- Born: 1953 (age 72–73) Barcelona, Spain
- Education: University of Barcelona
- Awards: IEEE Magnetics Society Distinguished Lecturer (2016)
- Scientific career
- Workplaces: University of Barcelona Institute of Materials Science of Barcelona (ICMAB-CSIC)
- Thesis: (1982)

= Josep Fontcuberta =

Spanish materials physicist

Josep Fontcuberta Griñó (born 1953) is a Spanish materials physicist and research professor who has worked on functional oxides, magnetism, multiferroics, and oxide electronics. He has been a senior scientist at the Institute of Materials Science of Barcelona (ICMAB-CSIC) and has contributed to the development of oxide thin films for spintronic, ferroelectric, and energy-related applications.

== Early life and education ==

Fontcuberta was born in Barcelona. He obtained his Bachelor’s and Master’s degree in Physics in 1977 from the University of Barcelona and completed his Ph.D. in Physics there in 1982. Following his doctorate, he carried out postdoctoral research at the Laboratoire de Cristallographie of the CNRS in Grenoble, and later at the Inorganic Chemistry Laboratory of the University of Oxford, where he worked in the research groups of Jean-Claude Joubert and John B. Goodenough.

== Academic career ==

After returning to Barcelona, Fontcuberta joined the University of Barcelona, and later became a professor of condensed matter physics. In 1990, he moved to the Institut de Ciència de Materials de Barcelona (ICMAB-CSIC), where he contributed to the establishment of a laboratory and research group focused on magnetism and superconductivity.

Since 2000, he has been a full research professor at ICMAB, coordinating research within the Multifunctional Thin Films and Complex Structures (MULFOX) laboratory. He later became Professor ad honorem at ICMAB-CSIC.

== Research ==
Fontcuberta’s research has addressed functional oxide materials within the broader context of condensed matter physics and materials science, with particular attention to systems in which electronic, magnetic, and structural degrees of freedom are strongly coupled. Much of his work has focused on transition‑metal oxides, studied mainly in the form of epitaxial thin films and artificial heterostructures.
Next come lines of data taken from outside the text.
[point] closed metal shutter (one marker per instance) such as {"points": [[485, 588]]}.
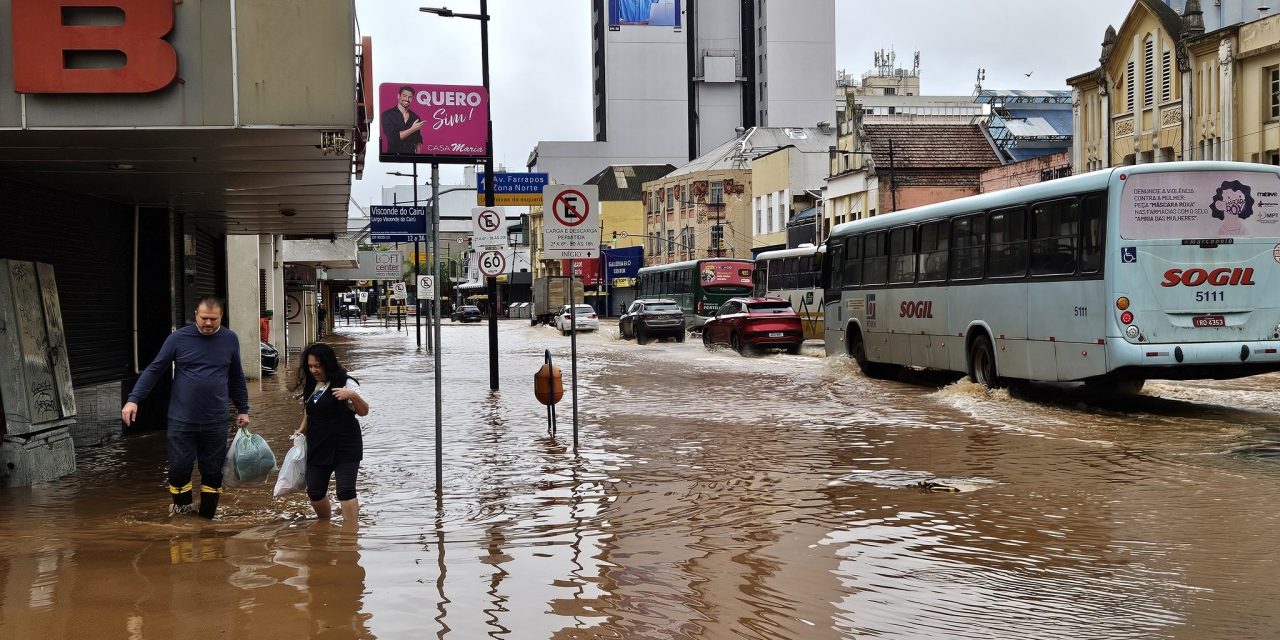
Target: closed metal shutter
{"points": [[204, 269], [90, 245]]}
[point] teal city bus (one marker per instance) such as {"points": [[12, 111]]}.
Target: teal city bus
{"points": [[699, 286], [1168, 270]]}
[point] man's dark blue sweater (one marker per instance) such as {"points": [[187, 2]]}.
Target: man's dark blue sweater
{"points": [[206, 375]]}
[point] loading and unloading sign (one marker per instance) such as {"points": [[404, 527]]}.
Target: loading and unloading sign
{"points": [[572, 229]]}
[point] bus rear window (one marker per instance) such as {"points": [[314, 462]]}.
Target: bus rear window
{"points": [[1184, 205]]}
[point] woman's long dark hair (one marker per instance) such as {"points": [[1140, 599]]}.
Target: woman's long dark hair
{"points": [[328, 360]]}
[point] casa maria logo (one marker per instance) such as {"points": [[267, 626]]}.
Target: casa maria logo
{"points": [[1232, 204]]}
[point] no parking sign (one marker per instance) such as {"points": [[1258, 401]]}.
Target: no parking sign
{"points": [[572, 228]]}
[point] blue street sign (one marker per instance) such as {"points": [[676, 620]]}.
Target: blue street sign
{"points": [[515, 182], [513, 188], [398, 224]]}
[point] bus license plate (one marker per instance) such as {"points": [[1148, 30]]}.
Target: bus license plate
{"points": [[1198, 321]]}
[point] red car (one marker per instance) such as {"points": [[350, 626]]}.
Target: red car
{"points": [[752, 324]]}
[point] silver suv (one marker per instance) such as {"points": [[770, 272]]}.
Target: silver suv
{"points": [[653, 318]]}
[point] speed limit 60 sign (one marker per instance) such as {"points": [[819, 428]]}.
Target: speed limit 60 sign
{"points": [[492, 263]]}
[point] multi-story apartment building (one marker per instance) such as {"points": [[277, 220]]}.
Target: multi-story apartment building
{"points": [[1171, 88], [680, 77]]}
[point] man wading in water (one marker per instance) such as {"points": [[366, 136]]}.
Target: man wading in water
{"points": [[206, 376]]}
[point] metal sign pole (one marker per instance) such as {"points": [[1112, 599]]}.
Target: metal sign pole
{"points": [[417, 270], [572, 342], [435, 328]]}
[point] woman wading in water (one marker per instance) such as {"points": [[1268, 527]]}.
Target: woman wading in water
{"points": [[330, 401]]}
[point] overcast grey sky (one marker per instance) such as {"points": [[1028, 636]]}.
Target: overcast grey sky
{"points": [[539, 56]]}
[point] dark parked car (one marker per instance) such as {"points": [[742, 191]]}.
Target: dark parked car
{"points": [[270, 357], [466, 314], [652, 318], [750, 324]]}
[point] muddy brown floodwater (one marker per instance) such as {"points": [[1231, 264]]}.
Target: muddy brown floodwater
{"points": [[711, 497]]}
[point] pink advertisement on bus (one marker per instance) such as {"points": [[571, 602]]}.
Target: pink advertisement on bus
{"points": [[1180, 205], [442, 123], [728, 272]]}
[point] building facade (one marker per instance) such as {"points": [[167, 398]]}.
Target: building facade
{"points": [[686, 78], [1169, 90], [711, 208], [173, 172]]}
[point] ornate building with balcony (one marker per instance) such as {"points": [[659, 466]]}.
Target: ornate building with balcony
{"points": [[1168, 90]]}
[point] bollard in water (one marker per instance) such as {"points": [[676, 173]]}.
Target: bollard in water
{"points": [[549, 388]]}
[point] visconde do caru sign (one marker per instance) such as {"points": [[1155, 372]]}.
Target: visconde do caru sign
{"points": [[433, 123]]}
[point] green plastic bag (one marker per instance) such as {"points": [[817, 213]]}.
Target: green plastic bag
{"points": [[248, 460]]}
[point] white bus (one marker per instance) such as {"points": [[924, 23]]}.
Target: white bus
{"points": [[794, 275], [1166, 270]]}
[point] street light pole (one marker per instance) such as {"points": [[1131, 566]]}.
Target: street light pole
{"points": [[492, 283]]}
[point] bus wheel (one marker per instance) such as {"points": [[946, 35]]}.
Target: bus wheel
{"points": [[858, 351], [982, 364]]}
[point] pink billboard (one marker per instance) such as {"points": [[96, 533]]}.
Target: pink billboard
{"points": [[433, 123]]}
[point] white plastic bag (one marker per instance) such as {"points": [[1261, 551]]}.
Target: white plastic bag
{"points": [[293, 470], [248, 460]]}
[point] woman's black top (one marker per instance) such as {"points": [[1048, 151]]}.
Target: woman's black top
{"points": [[393, 123], [333, 432]]}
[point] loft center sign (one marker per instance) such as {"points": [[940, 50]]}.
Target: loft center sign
{"points": [[571, 222]]}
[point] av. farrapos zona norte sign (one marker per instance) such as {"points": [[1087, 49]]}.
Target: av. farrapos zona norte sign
{"points": [[571, 222]]}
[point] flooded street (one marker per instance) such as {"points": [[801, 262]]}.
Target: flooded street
{"points": [[711, 497]]}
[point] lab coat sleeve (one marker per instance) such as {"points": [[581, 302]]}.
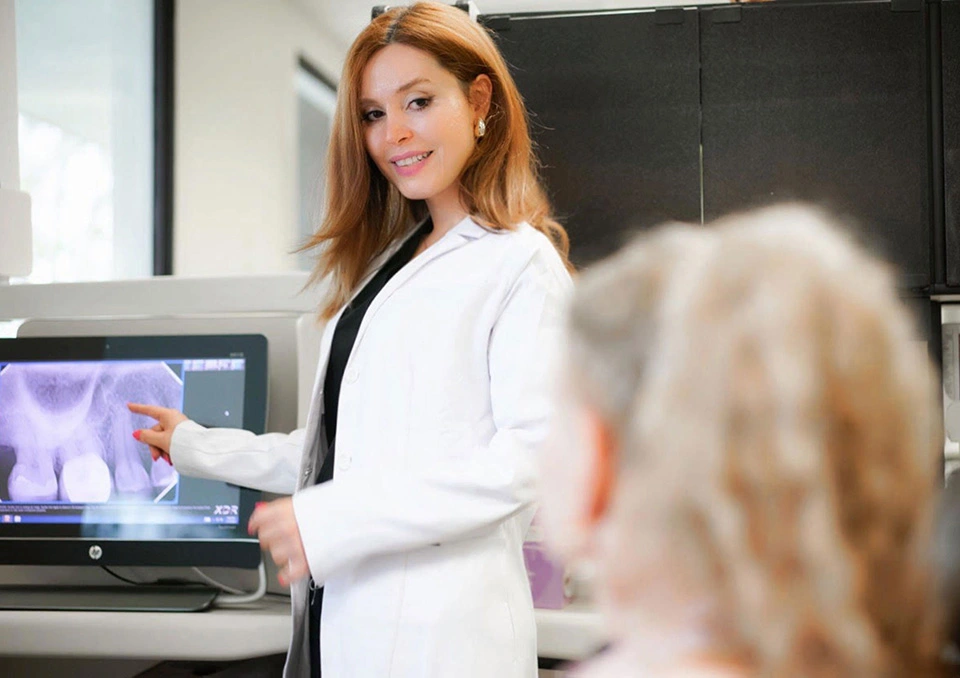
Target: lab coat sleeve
{"points": [[268, 462], [382, 511]]}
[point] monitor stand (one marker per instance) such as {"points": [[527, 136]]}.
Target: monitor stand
{"points": [[107, 598]]}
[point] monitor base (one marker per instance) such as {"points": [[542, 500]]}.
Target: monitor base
{"points": [[108, 598]]}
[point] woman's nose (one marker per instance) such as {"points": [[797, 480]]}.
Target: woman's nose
{"points": [[397, 129]]}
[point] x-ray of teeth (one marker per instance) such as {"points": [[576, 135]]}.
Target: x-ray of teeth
{"points": [[69, 430]]}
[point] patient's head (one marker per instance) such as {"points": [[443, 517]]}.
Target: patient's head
{"points": [[749, 447]]}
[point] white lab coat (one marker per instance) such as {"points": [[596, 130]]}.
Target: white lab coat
{"points": [[418, 538]]}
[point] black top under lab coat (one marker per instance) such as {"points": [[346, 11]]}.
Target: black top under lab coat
{"points": [[343, 338]]}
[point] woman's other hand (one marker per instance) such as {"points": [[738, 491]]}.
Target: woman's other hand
{"points": [[275, 525], [158, 436]]}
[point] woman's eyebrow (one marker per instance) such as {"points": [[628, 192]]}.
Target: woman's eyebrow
{"points": [[402, 88]]}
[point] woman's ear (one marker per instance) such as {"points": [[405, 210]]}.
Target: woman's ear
{"points": [[481, 93], [604, 445]]}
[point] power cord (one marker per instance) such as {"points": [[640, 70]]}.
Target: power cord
{"points": [[228, 594]]}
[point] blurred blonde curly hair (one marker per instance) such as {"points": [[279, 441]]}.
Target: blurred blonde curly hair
{"points": [[778, 436]]}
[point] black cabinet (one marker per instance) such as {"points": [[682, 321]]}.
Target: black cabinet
{"points": [[686, 114], [824, 103], [950, 42], [614, 103]]}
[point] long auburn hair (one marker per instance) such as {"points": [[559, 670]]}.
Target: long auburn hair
{"points": [[499, 185]]}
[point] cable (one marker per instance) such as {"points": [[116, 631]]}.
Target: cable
{"points": [[122, 578], [244, 599], [237, 596], [217, 585]]}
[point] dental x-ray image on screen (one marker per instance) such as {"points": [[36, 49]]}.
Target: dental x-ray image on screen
{"points": [[72, 476], [65, 431]]}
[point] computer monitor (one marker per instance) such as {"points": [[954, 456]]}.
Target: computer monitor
{"points": [[76, 488]]}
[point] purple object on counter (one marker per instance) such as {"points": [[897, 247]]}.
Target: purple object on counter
{"points": [[546, 577]]}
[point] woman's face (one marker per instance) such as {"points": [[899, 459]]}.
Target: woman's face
{"points": [[418, 123]]}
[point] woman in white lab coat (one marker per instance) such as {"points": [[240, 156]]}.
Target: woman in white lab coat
{"points": [[413, 480]]}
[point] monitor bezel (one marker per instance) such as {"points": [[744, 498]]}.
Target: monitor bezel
{"points": [[66, 545]]}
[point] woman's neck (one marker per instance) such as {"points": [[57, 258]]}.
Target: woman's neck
{"points": [[446, 211]]}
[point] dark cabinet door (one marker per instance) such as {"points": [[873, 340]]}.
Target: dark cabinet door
{"points": [[824, 103], [614, 103], [950, 32]]}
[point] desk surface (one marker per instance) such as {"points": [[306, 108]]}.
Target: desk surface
{"points": [[224, 633]]}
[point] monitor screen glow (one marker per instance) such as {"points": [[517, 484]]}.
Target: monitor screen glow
{"points": [[72, 475]]}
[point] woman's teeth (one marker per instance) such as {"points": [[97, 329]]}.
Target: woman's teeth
{"points": [[406, 162]]}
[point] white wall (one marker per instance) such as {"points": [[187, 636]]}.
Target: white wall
{"points": [[235, 167]]}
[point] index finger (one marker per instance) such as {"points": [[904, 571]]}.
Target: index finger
{"points": [[152, 411]]}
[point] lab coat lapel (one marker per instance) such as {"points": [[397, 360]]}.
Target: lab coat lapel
{"points": [[326, 341], [459, 235]]}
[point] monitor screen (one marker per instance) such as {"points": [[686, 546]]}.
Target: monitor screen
{"points": [[76, 487]]}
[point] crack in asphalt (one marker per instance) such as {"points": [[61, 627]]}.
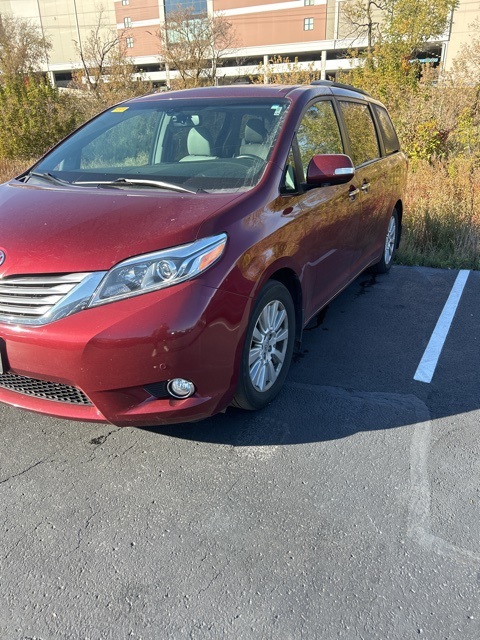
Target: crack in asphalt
{"points": [[21, 473]]}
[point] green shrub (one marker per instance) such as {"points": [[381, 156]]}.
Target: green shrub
{"points": [[33, 116]]}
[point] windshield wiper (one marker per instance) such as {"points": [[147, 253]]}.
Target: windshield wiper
{"points": [[140, 182], [49, 178]]}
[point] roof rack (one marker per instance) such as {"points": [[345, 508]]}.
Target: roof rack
{"points": [[339, 85]]}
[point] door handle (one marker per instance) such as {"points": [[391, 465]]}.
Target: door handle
{"points": [[353, 192]]}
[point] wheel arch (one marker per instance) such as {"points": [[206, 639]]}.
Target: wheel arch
{"points": [[290, 280], [399, 209]]}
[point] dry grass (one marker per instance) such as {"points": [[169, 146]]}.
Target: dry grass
{"points": [[442, 216]]}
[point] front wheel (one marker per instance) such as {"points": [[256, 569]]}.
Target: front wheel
{"points": [[390, 247], [268, 348]]}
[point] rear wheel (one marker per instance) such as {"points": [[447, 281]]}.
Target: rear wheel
{"points": [[268, 348], [390, 247]]}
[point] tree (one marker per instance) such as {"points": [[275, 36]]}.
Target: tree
{"points": [[280, 70], [363, 19], [23, 49], [409, 24], [194, 45], [108, 75], [33, 117]]}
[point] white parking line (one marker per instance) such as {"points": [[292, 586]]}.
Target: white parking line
{"points": [[428, 363]]}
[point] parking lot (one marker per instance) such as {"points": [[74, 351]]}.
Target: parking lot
{"points": [[349, 508]]}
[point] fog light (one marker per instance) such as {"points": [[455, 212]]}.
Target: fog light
{"points": [[180, 388]]}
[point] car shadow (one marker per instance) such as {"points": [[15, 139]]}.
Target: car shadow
{"points": [[350, 376]]}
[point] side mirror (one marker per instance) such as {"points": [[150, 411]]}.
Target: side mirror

Part of his research activity has concerned the growth and characterization of oxide thin films, where he has examined how lattice strain, cation ordering, defects, and interface structure influence magnetic, ferroelectric, and electronic transport properties. Early work in this area includes studies of colossal magnetoresistance in manganites, which explored the role of structural and chemical tuning in magnetotransport phenomena.

Fontcuberta has also contributed to research on multiferroic and magnetoelectric oxides, particularly in epitaxial heterostructures designed to investigate coupling between electric and magnetic order parameters. His collaborative work has included experimental demonstrations of electric‑field effects on magnetic properties in oxide systems.

Another line of research has explored oxide‑based tunnel junctions and spintronic devices. In this area, Fontcuberta has been involved in studies of magnetic and ferroelectric tunnel junctions employing functional oxide barriers, examining their transport behavior and stability. An example is work on multiferroic tunnel junctions, which investigated the coexistence of ferroelectricity and spin‑dependent tunneling in oxide heterostructures.

His research has also included antiferromagnetic and multiferroic materials relevant to emerging memory concepts. Contributions to this field include experimental studies of antiferromagnetic oxide systems operating at room temperature, which have been discussed in relation to alternative approaches to magnetic memory devices.

== Professional service and recognition ==

Fontcuberta has served as an editor of Solid State Communications and as a member of the editorial boards of Advanced Electronic Materials and Journal of Magnetism and Magnetic Materials.

In 2016, he was appointed a Distinguished Lecturer of the IEEE Magnetics Society.